If you’ve been reading my Choral Potpourri/Choral Ethics blogs for any length of time, you know I HATE GOSSIP! Hate it. Detest it and LOATH it, especially in a choral setting.
It does no good to gossip about our colleagues and their ensembles. It doesn’t help the arts community in general or the choral community specifically to “bad mouth” others. We are all in this together and the sooner we realize it and behave accordingly, the sooner we will reap the benefits. We should be supportive of each other, since if your group is doing well, my group should be as well.

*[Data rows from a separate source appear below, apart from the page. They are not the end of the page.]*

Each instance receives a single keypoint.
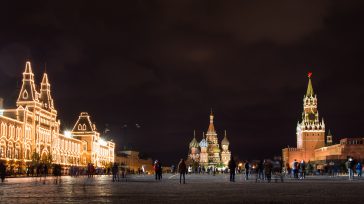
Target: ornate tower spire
(329, 138)
(27, 92)
(211, 126)
(45, 93)
(309, 91)
(310, 131)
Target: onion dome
(225, 141)
(203, 142)
(194, 143)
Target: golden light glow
(33, 127)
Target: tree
(35, 159)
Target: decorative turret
(45, 93)
(194, 155)
(203, 143)
(27, 92)
(329, 138)
(194, 143)
(310, 131)
(211, 126)
(225, 141)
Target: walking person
(359, 168)
(182, 168)
(350, 165)
(302, 169)
(268, 166)
(247, 170)
(260, 169)
(57, 173)
(232, 167)
(2, 171)
(156, 169)
(295, 169)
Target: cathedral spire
(309, 86)
(45, 92)
(27, 92)
(211, 126)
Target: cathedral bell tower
(28, 93)
(45, 93)
(311, 130)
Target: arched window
(2, 149)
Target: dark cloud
(164, 64)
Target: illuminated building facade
(33, 127)
(312, 146)
(208, 153)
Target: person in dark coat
(232, 167)
(182, 168)
(2, 171)
(247, 169)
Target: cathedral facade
(207, 152)
(33, 127)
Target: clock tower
(311, 130)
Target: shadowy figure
(268, 170)
(247, 169)
(57, 171)
(158, 170)
(115, 172)
(232, 167)
(182, 168)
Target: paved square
(199, 189)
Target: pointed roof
(203, 142)
(225, 141)
(211, 126)
(83, 124)
(45, 79)
(28, 68)
(309, 91)
(194, 142)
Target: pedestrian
(156, 169)
(268, 170)
(359, 168)
(295, 169)
(350, 165)
(115, 171)
(247, 169)
(182, 168)
(2, 171)
(260, 169)
(232, 167)
(302, 169)
(57, 171)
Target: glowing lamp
(67, 134)
(102, 142)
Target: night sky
(164, 64)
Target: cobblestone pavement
(199, 189)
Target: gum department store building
(311, 142)
(33, 127)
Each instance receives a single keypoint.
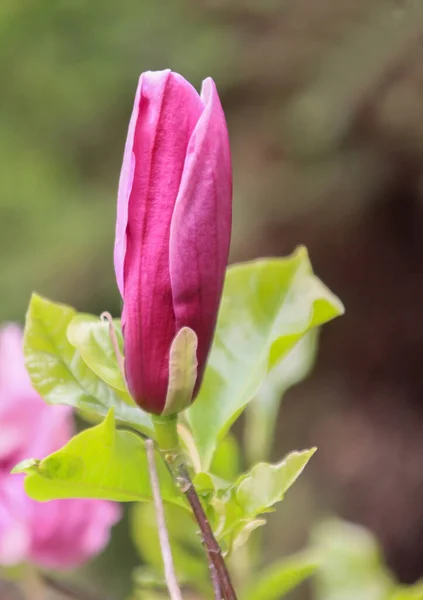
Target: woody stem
(173, 456)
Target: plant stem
(168, 443)
(170, 575)
(214, 578)
(213, 549)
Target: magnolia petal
(182, 371)
(124, 192)
(201, 225)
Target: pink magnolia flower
(58, 534)
(173, 229)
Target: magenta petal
(201, 225)
(124, 192)
(168, 111)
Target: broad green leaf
(187, 551)
(100, 462)
(281, 577)
(59, 373)
(261, 414)
(90, 335)
(267, 306)
(266, 484)
(235, 509)
(351, 565)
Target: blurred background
(324, 102)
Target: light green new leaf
(261, 415)
(235, 509)
(100, 462)
(61, 375)
(266, 484)
(281, 577)
(90, 335)
(267, 306)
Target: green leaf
(100, 462)
(91, 337)
(267, 306)
(60, 374)
(234, 509)
(261, 415)
(266, 484)
(281, 577)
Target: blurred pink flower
(58, 534)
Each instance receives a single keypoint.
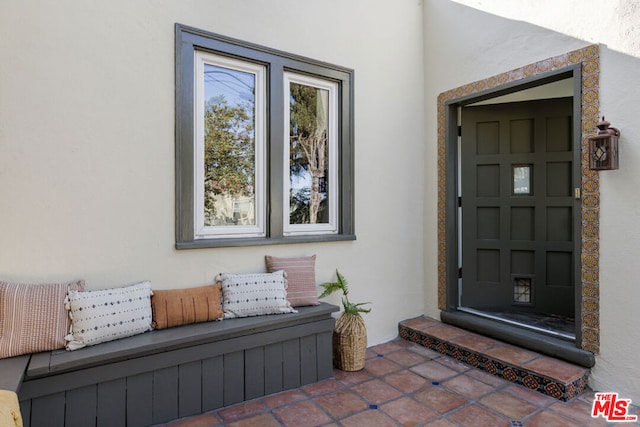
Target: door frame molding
(584, 66)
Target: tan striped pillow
(176, 307)
(301, 278)
(33, 317)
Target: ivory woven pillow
(301, 278)
(176, 307)
(33, 317)
(105, 315)
(246, 295)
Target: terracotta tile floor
(404, 384)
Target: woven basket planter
(349, 343)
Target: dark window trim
(188, 40)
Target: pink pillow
(301, 278)
(33, 317)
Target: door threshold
(554, 333)
(525, 338)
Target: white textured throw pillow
(105, 315)
(246, 295)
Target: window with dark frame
(264, 145)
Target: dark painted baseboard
(530, 340)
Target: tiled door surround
(589, 59)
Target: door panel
(518, 207)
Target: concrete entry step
(552, 377)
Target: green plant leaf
(342, 285)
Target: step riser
(557, 389)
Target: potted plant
(350, 333)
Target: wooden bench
(167, 374)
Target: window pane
(308, 155)
(229, 172)
(229, 147)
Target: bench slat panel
(324, 358)
(190, 389)
(112, 403)
(140, 400)
(48, 410)
(254, 373)
(291, 364)
(233, 374)
(212, 383)
(165, 395)
(308, 365)
(273, 368)
(81, 407)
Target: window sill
(220, 243)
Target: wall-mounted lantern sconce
(603, 147)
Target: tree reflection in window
(308, 155)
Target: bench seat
(167, 374)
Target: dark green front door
(519, 207)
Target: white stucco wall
(469, 40)
(87, 142)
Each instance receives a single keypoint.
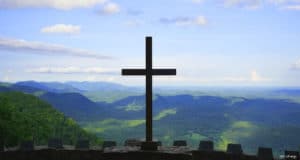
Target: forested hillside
(26, 117)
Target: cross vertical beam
(149, 89)
(149, 72)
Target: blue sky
(211, 43)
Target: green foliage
(25, 117)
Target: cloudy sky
(210, 42)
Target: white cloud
(17, 45)
(185, 21)
(61, 28)
(296, 65)
(248, 4)
(111, 8)
(292, 7)
(133, 23)
(57, 4)
(72, 70)
(198, 1)
(254, 77)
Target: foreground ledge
(52, 154)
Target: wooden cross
(149, 72)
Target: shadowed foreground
(52, 154)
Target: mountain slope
(26, 117)
(76, 106)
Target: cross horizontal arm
(133, 72)
(158, 72)
(164, 72)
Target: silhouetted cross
(148, 72)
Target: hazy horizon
(210, 43)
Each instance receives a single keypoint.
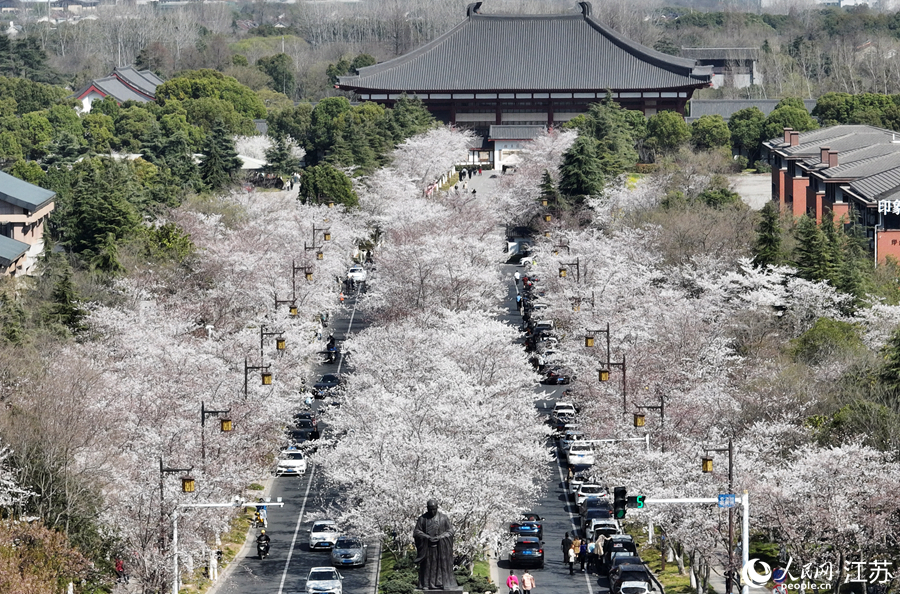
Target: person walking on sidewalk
(512, 583)
(527, 582)
(566, 544)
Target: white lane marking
(287, 563)
(349, 325)
(575, 529)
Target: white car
(635, 588)
(324, 580)
(357, 273)
(564, 408)
(589, 490)
(291, 462)
(323, 535)
(580, 454)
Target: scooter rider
(262, 543)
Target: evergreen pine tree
(64, 309)
(548, 188)
(767, 251)
(811, 256)
(580, 171)
(220, 161)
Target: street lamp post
(225, 425)
(707, 467)
(661, 407)
(280, 342)
(187, 486)
(266, 374)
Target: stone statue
(434, 546)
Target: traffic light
(620, 500)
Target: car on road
(595, 514)
(627, 572)
(634, 588)
(528, 551)
(291, 462)
(580, 454)
(529, 525)
(592, 502)
(307, 426)
(326, 385)
(324, 580)
(323, 534)
(357, 273)
(588, 490)
(566, 408)
(349, 551)
(557, 377)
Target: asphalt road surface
(305, 498)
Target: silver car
(349, 551)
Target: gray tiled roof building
(536, 70)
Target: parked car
(324, 580)
(592, 502)
(592, 515)
(580, 454)
(634, 588)
(528, 551)
(357, 273)
(291, 462)
(607, 528)
(326, 385)
(557, 377)
(529, 525)
(349, 550)
(323, 534)
(588, 489)
(627, 572)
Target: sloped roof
(728, 107)
(144, 81)
(11, 250)
(721, 53)
(530, 52)
(877, 186)
(23, 194)
(515, 132)
(857, 136)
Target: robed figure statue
(434, 546)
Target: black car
(326, 385)
(307, 426)
(529, 525)
(624, 559)
(528, 551)
(627, 572)
(617, 544)
(556, 377)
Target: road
(305, 498)
(558, 512)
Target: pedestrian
(120, 571)
(527, 582)
(512, 582)
(566, 544)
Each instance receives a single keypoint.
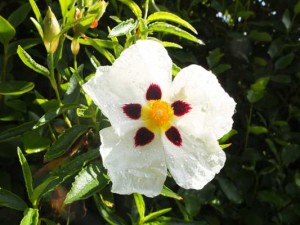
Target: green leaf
(26, 173)
(53, 113)
(41, 190)
(170, 29)
(7, 31)
(11, 200)
(31, 63)
(230, 190)
(36, 11)
(16, 132)
(89, 180)
(156, 214)
(257, 130)
(123, 28)
(64, 5)
(65, 141)
(133, 6)
(166, 16)
(169, 193)
(297, 8)
(19, 15)
(15, 87)
(31, 217)
(33, 142)
(260, 36)
(214, 57)
(284, 61)
(140, 204)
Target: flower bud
(51, 29)
(75, 46)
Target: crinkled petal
(211, 107)
(127, 81)
(133, 169)
(195, 162)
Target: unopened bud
(51, 29)
(75, 46)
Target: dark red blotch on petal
(143, 136)
(153, 92)
(180, 108)
(174, 136)
(132, 110)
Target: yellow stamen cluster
(157, 115)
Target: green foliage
(253, 48)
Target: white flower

Many forget this truth. They attend concerts and gossip about the performance or the concert wear or who is doing what and how well WHILE THE CONCERT IS HAPPENING. They repeat gossip they hear to their friends and the truth, whatever it is, morphs into something unrecognizable, the victim of a game of “Telephone.” It might be “fun” but it is damaging because it destroys good will. And art organizations, no matter on the church, school or community level, need good will to survive.
My own chamber choir is not the norm in our community and as often as not, is referred to as that “little choir” in a rather disparaging way. The singers in my choir understand we are that “little choir” until proven otherwise. There is often gossip about us, especially from singers in other ensembles. We know we are singing music no other ensemble in our community is singing because it’s difficult and like it just fine.
I hate the gossip which surrounds some art organizations–you know the ones I mean. I won’t tolerate gossip in my rehearsals from singers about other groups, especially if they are former members of those other groups. You won’t hear a bad word from me about my conducting colleagues or their choirs in public or private. I will nod or be non-committal when gossip swirls around me but I won’t join in the “fun” no matter what. I know when the gossip is directed at me in my presence and I refuse to acknowledge it, I look stupid or naïve. If I say anything in retaliation or make an equally nasty comment, I will be sinking to their level. And I will look as poorly as they do. Better to be thought of as stupid than nasty!
There is a difference between networking and gossip. If someone retires and there is an open position, it’s good to know. It’s also good to hear why the person is leaving so we can decide if we really want to apply. Whoever applies for the first job and then gets it will create another opening. And so on, down the food chain of choral jobs. We’ve all heard stories about colleagues in our community: the “too big for his britches” fellow who got the plum church job and was asked to leave after eight months or the college conductor who retired and left a mess for his successor to clean up or the community chorus director who didn’t try to be a community member. I never believe such stories unless I hear it from a person I respect. I don’t repeat the stories to anyone because I don’t want to perpetuate gossip. It’s not fair to my colleagues and I don’t want to get that reputation.
Repetition creates habit, as we all know from our own practicing and rehearsing. If we get into the habit of gossiping, we will continue to gossip. I have often thought if we said nice things about others, even if we don’t believe it, it would create the habit of saying nice things about others. Perhaps someday, we would even believe those nice things. Wouldn’t that be nice?